7 July 2021 - 30 January 2022
Rodney Graham, Vacuuming the Gallery (2018)
In his photos, films, paintings and sculptures, Rodney refers to and manipulates the work of other artists as a means of exploring and interrogating his own artistic identity. The light box is based on a 1949 photograph of New York gallery owner Samuel Kootz, in which he appears in his gallery, smoking a pipe while surrounded by works from Pablo Picasso (1881-1973). This was long before the era of the ‘white cube gallery’, back when galleries still had the domestic air of a private apartment, complete with decorative mouldings and carpeted floors. In his studio, Rodney recreated the interior like a film set, complete with props, reconstructing a gallery from the late 1940s down to the smallest detail.

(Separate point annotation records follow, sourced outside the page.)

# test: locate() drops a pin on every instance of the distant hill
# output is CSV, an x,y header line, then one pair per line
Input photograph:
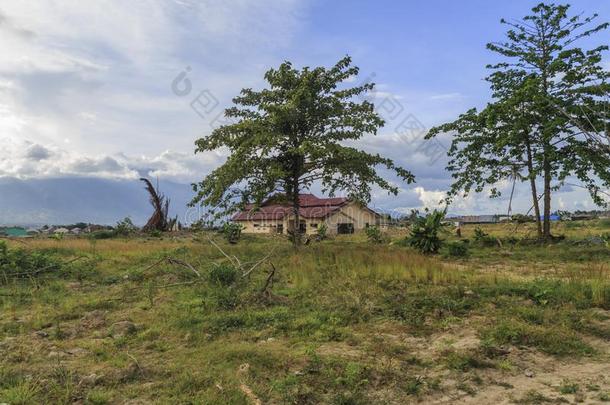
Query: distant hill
x,y
70,200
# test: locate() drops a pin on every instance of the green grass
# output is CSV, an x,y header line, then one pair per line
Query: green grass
x,y
345,321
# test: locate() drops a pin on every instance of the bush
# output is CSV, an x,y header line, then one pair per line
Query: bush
x,y
458,249
479,234
424,232
105,234
322,232
19,262
373,234
125,227
232,232
522,219
223,274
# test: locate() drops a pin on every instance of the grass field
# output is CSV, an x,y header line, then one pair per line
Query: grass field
x,y
341,321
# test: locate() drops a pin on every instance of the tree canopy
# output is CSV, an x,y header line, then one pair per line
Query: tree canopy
x,y
293,134
549,99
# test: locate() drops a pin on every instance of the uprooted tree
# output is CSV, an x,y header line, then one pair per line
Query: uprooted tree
x,y
291,135
159,220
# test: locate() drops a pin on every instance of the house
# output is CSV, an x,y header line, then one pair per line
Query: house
x,y
14,232
32,231
477,219
340,215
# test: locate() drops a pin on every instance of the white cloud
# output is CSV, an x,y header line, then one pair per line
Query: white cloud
x,y
96,76
447,96
25,159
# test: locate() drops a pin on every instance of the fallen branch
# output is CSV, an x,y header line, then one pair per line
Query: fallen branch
x,y
176,262
38,271
247,273
183,264
269,281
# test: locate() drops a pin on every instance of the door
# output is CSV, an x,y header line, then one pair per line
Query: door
x,y
343,229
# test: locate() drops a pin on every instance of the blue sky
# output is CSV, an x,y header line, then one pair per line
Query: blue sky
x,y
86,87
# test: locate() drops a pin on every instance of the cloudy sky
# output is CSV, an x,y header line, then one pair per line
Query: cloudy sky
x,y
97,89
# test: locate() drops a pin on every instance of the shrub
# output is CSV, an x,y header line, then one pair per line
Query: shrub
x,y
373,234
105,234
424,232
223,274
479,234
322,232
19,262
522,219
232,232
125,227
457,249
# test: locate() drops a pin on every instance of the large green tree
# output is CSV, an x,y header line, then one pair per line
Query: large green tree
x,y
548,98
293,134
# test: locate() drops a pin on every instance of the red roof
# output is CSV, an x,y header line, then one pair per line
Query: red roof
x,y
311,207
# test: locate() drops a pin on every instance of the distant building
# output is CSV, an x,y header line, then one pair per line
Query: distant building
x,y
32,231
14,232
477,219
340,215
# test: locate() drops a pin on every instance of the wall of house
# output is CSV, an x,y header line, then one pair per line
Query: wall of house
x,y
359,216
260,227
350,213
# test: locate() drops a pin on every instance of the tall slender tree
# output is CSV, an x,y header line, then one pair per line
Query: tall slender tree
x,y
292,134
543,87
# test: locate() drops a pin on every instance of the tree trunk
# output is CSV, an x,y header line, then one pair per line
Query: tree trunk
x,y
296,231
547,203
532,177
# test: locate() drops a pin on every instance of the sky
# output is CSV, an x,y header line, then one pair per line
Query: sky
x,y
98,88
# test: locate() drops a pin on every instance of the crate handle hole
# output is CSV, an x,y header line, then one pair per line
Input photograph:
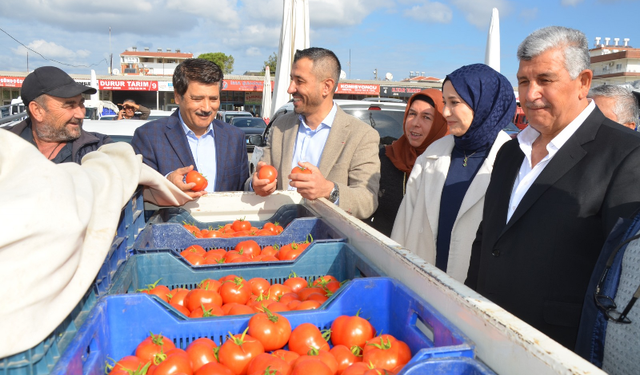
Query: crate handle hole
x,y
425,328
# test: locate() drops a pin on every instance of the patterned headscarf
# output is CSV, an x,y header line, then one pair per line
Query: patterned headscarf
x,y
400,152
491,97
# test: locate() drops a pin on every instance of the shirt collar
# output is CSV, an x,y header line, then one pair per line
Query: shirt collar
x,y
190,132
529,134
328,121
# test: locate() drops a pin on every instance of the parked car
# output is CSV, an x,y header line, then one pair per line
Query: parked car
x,y
250,126
385,117
226,116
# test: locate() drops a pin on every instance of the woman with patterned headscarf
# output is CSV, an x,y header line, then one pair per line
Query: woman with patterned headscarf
x,y
441,211
423,125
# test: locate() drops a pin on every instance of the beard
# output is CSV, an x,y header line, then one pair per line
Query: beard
x,y
50,133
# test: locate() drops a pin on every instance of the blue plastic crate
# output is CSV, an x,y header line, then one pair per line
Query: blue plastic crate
x,y
445,366
118,323
340,260
284,215
41,358
174,238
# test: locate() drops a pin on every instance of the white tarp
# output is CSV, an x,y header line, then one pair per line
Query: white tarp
x,y
294,35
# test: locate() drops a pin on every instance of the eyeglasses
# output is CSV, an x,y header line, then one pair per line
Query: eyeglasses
x,y
605,303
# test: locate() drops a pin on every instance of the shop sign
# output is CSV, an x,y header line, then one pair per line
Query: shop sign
x,y
122,85
403,92
239,85
358,89
251,97
11,81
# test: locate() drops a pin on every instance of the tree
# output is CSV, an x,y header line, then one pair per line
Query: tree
x,y
272,61
224,62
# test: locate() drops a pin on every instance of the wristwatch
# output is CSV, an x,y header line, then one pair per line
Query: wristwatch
x,y
335,193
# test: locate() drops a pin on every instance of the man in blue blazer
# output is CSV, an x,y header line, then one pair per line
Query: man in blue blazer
x,y
191,138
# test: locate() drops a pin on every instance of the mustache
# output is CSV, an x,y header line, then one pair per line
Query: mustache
x,y
535,105
202,113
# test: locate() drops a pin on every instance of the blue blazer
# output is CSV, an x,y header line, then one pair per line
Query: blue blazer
x,y
164,147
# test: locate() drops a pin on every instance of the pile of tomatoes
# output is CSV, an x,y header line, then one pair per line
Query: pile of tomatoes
x,y
233,295
238,228
245,251
355,350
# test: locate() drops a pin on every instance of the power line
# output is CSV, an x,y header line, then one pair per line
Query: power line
x,y
52,60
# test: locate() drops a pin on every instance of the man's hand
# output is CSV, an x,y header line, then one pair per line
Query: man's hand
x,y
177,178
262,187
311,186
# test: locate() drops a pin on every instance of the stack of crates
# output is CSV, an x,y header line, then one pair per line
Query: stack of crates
x,y
122,318
41,358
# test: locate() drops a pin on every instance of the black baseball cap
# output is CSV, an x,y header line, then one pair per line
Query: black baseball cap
x,y
51,81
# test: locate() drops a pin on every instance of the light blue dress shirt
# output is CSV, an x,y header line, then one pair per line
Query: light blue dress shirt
x,y
310,143
203,150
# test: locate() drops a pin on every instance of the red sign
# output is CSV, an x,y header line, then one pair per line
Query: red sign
x,y
239,85
117,84
11,81
358,89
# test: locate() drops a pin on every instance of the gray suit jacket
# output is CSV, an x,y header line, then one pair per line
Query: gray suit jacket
x,y
349,159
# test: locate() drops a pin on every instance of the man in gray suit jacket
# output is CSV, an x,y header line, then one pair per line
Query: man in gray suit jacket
x,y
340,151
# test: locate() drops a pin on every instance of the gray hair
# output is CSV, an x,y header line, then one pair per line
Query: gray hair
x,y
626,106
574,44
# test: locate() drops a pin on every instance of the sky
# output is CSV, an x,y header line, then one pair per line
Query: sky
x,y
390,36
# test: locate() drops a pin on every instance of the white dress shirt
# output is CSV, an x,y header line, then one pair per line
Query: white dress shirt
x,y
527,174
310,143
203,149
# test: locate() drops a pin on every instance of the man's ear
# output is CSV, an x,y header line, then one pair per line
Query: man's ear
x,y
37,111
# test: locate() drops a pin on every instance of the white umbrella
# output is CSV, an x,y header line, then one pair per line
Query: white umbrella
x,y
266,95
492,55
294,35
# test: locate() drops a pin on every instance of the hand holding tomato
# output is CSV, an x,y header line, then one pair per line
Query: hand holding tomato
x,y
264,186
309,182
198,179
177,177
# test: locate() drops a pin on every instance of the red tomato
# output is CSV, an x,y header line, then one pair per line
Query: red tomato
x,y
299,169
197,297
345,357
305,337
259,285
200,180
128,363
272,330
323,355
351,331
268,172
311,366
201,352
386,352
210,284
240,224
238,351
152,345
235,291
176,362
214,368
249,248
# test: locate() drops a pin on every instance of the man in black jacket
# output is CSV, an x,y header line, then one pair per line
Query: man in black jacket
x,y
55,106
555,192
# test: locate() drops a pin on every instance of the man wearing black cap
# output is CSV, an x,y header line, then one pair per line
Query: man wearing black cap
x,y
56,109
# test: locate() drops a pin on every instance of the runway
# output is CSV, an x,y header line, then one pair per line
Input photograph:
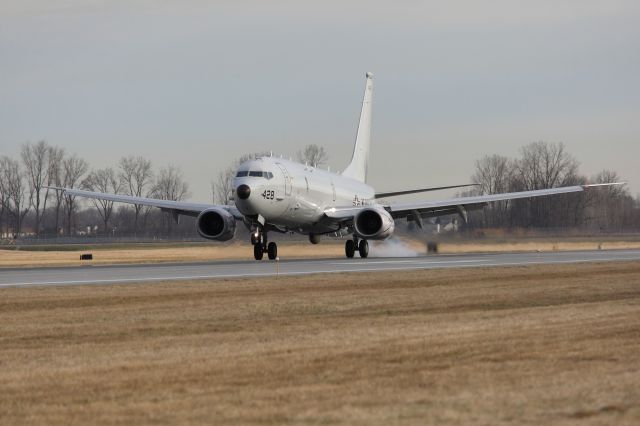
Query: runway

Rodney Graham, untitled (2019)
The abstract paintings on the wall were made by Rodney himself. Their formal language is based on a 1941 watercolour by the Russian artist Alexander Rodchenko (1891-1956), while the colour palette was inspired by Pablo Picasso’s works. Rodney did not begin painting until later in life; he considers painting to be a phase he initially skipped in his career. For Rodney, making this light box also provided a reason to create a new series of paintings. The paintings in this gallery are the result of those efforts: like Picasso and his contemporaries, Rodney has used sand to lend texture to the works. His staged images have a strong narrative component. They document extended moments in time in which past and present, fiction and reality flow together.